The City will pay $99,000 to plaintiff Michael Yeager, who said he was falsely arrested after being robbed and suffered lacerations that required 27 stitches.

AUSTIN, Texas — The City of Austin has agreed to settle a lawsuit by a California man who was taken to the ground by a police officer in 2018 in Downtown Austin.

The City will pay $99,000 to plaintiff Michael Yeager, who said he was falsely arrested after being robbed and suffered lacerations that required 27 stitches, as well as a concussion, separated shoulder, broken nose and fractured thumb. The money will come out of the City’s liability reserve and was approved in a 10-1 city council vote on Thursday, with Councilmember Mackenzie Kelly voting no.

Yeager, who was living in San Antonio at the time, was charged at the time with evading arrest and taken to the Travis County Jail. That charge was later dropped.

The officer accused in the lawsuit, Dusty Jester, was not charged over the incident, according to KVUE’s media partners at the Austin American-Statesman.
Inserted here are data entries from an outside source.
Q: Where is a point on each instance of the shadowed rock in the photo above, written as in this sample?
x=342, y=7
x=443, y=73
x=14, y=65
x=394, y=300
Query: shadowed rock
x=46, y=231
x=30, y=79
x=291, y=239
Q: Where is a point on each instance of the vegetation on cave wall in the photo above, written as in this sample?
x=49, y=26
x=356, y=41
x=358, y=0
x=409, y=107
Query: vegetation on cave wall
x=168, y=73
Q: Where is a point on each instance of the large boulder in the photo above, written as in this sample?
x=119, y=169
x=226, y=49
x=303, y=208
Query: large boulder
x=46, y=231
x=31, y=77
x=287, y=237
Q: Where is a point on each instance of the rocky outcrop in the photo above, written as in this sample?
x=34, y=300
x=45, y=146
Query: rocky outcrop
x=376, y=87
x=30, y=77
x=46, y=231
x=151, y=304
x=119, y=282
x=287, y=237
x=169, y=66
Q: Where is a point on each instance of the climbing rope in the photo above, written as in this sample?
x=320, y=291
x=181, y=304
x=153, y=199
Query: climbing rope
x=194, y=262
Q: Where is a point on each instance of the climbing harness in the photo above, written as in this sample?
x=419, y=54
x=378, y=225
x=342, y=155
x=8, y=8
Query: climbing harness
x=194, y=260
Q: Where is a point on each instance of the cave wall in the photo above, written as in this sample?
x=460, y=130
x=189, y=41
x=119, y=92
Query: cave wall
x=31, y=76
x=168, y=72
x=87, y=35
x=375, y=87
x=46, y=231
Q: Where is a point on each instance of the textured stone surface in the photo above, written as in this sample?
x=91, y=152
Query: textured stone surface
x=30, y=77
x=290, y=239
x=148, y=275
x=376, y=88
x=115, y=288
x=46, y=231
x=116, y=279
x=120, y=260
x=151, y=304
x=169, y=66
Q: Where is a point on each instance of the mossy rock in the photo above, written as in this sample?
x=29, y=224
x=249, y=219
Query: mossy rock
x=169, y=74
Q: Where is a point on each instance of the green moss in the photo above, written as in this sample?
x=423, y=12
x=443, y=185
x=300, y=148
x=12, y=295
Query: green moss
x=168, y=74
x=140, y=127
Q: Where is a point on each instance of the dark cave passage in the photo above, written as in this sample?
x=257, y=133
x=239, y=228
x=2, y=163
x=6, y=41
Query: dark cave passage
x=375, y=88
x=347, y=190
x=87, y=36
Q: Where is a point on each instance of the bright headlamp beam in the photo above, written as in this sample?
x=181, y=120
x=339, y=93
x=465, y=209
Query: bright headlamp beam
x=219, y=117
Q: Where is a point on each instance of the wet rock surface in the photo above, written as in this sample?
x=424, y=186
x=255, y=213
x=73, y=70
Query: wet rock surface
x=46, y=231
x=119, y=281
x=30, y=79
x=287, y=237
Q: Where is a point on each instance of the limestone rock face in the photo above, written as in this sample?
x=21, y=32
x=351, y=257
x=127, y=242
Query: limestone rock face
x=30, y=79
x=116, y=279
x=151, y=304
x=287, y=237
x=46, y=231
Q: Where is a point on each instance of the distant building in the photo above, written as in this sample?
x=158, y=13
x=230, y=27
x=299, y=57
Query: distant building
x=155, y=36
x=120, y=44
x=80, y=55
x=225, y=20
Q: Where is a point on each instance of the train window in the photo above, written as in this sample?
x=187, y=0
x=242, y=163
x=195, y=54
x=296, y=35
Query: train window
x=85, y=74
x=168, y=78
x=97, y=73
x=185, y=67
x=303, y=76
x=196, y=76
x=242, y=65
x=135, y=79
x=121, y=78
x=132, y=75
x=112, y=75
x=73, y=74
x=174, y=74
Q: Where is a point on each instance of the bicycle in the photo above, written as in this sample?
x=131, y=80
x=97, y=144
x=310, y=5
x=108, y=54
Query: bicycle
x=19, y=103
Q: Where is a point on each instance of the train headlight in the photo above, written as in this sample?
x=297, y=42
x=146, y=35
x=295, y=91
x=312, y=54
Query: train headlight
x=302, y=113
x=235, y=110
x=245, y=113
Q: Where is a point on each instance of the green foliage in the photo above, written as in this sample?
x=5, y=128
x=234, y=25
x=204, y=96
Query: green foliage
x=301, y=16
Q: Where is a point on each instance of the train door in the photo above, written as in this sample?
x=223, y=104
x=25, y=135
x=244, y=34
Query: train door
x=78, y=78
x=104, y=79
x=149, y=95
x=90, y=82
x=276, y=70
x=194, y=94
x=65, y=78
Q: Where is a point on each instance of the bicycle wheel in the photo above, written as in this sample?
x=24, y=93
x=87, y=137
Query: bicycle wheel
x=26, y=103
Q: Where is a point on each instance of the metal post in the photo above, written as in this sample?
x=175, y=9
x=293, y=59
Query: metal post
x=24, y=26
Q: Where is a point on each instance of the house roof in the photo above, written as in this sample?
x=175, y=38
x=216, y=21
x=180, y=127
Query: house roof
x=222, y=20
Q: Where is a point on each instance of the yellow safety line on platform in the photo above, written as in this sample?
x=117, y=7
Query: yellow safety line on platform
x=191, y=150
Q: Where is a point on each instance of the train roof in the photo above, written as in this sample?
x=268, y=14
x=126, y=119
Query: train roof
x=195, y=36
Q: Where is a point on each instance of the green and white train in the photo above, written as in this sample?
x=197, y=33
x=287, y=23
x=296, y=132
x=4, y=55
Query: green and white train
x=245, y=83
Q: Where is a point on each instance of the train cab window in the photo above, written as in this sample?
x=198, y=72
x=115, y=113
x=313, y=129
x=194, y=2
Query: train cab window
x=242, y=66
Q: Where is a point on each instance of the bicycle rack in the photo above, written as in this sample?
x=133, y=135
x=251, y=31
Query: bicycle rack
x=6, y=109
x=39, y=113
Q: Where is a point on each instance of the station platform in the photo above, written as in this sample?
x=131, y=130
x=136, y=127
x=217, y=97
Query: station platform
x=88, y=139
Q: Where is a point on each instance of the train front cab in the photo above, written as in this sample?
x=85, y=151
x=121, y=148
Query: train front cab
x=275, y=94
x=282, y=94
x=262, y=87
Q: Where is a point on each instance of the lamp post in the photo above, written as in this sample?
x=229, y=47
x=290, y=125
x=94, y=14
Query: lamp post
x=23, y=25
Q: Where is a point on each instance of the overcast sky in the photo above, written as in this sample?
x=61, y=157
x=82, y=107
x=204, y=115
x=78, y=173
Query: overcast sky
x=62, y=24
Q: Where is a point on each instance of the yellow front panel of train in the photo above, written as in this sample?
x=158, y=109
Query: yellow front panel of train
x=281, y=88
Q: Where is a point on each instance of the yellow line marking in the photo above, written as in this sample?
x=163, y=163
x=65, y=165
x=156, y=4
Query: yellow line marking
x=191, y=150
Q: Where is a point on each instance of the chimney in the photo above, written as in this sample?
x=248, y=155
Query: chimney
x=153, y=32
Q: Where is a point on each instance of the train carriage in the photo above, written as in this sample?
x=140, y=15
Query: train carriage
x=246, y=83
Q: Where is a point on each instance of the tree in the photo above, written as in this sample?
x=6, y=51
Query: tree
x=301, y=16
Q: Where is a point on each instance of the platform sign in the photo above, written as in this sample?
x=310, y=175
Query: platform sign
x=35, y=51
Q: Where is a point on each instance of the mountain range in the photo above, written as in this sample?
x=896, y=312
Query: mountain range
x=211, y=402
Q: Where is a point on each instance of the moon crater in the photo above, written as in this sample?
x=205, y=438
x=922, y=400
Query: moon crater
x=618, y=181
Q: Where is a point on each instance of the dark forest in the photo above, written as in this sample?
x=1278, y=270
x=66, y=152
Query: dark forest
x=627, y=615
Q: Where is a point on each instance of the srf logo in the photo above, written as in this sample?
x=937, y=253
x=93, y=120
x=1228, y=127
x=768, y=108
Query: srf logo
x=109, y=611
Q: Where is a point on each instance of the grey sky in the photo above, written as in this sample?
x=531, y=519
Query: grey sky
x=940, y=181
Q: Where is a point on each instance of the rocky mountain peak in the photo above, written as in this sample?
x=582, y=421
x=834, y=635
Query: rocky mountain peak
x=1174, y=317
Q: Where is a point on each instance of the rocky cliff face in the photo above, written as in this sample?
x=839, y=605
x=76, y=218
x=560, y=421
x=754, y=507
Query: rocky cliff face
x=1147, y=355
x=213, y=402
Two other officers, Timothy Skeen and Bradley Hoover, were accused in an amended lawsuit of not intervening in Jester’s attack, with Hoover reportedly deploying a Taser and delivering two to three knee strikes to Yeager’s ribs.

"This was a situation in which APD supervisors had signed off on blatantly unconstitutional conduct," Yeager's lawyer, Jeff Edwards, told the Statesman. "It is the sincere hope of Mr. Yeager and my law firm that the City and the new leadership of the Austin Police Department will reexamine the way their officers evaluate misconduct."

RELATED: Lawsuit claims Austin officer attacked, falsely arrested man who had been robbed

The City’s legal department recommended the settlement amount, the Statesman reported. The city charter requires the city council to approve any settlement of more than $66,000.

A City spokesperson told KVUE: “While we are not in a position to discuss the specifics of this case, the City routinely seeks to resolve all disputes in an appropriate and timely manner. City Council action to approve the settlement is part of that process.”

Yeager’s lawyers said he was in town with his girlfriend in November 2018 to watch a Texas Longhorns football game. While they were waiting at a stoplight on the Interstate Highway 35 frontage road, several men robbed him and his girlfriend.

As Yeager was explaining to an officer what happened, the lawsuit claimed Jester began sprinting directly at him and tackled him to the ground.